Objective The objective of this study was to assess the relationship between first trimester cell-free total and fetal DNA in maternal plasma and the subsequent development of preeclampsia.

Study Design Nested case–control study of patients enrolled in the Combined Antioxidant and Preeclampsia Prediction Studies prediction study of 175 women who did and 175 women who did not develop preeclampsia. The predictive values of cell-free total and fetal DNA and the subsequent development of preeclampsia were measured using receiver operating characteristic curves.

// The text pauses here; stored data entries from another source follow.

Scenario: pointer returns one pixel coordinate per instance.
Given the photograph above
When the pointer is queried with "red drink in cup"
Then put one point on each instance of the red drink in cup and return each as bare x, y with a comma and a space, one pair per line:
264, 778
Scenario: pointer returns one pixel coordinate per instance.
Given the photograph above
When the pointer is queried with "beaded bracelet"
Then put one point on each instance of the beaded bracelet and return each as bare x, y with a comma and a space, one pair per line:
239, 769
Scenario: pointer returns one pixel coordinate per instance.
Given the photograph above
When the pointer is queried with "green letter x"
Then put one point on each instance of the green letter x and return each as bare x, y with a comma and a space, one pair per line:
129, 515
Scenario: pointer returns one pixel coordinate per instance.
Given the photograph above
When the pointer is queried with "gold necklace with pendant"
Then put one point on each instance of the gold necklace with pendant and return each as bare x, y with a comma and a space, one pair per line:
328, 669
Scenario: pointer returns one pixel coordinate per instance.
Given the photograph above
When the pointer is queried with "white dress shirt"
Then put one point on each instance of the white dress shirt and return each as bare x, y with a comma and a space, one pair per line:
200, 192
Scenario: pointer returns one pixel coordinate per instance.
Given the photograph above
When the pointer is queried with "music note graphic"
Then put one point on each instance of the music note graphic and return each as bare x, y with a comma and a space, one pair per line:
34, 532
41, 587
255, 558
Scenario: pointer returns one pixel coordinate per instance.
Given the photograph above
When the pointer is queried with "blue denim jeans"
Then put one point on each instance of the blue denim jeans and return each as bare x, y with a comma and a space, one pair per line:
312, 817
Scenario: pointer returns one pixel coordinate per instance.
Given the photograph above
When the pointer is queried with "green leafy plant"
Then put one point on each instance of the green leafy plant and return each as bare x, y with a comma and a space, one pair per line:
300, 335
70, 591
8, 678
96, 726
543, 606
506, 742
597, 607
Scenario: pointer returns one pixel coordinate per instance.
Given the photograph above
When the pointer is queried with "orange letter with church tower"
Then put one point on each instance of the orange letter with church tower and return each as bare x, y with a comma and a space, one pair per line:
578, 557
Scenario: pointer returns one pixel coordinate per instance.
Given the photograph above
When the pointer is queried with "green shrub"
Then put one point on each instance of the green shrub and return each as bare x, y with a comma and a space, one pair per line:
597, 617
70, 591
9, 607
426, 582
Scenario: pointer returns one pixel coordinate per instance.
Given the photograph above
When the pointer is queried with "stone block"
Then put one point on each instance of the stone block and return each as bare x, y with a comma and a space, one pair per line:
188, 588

Results Cell-free total DNA was higher in African American (median; 25–75%; 6.15; 0.14–28.73; p = 0.02) and Hispanic (4.95; 0.20–26.82; p = 0.037) compared with white women (2.33; 0.03–13.10). Levels of cell-free total DNA were also associated with maternal body mass index (BMI) (p = 0.02). Cell-free total DNA levels were similar between women who later developed preeclampsia (3.52; 0.11–25.3) and controls (3.74; 0.12–21.14, p = 0.96).

Conclusion There is no significant difference in levels of cell-free total DNA in the first trimester in women who subsequently develop preeclampsia. Levels of cell-free total DNA in the first trimester are increased in African American and Hispanic compared with white women, and levels increase with increasing BMI.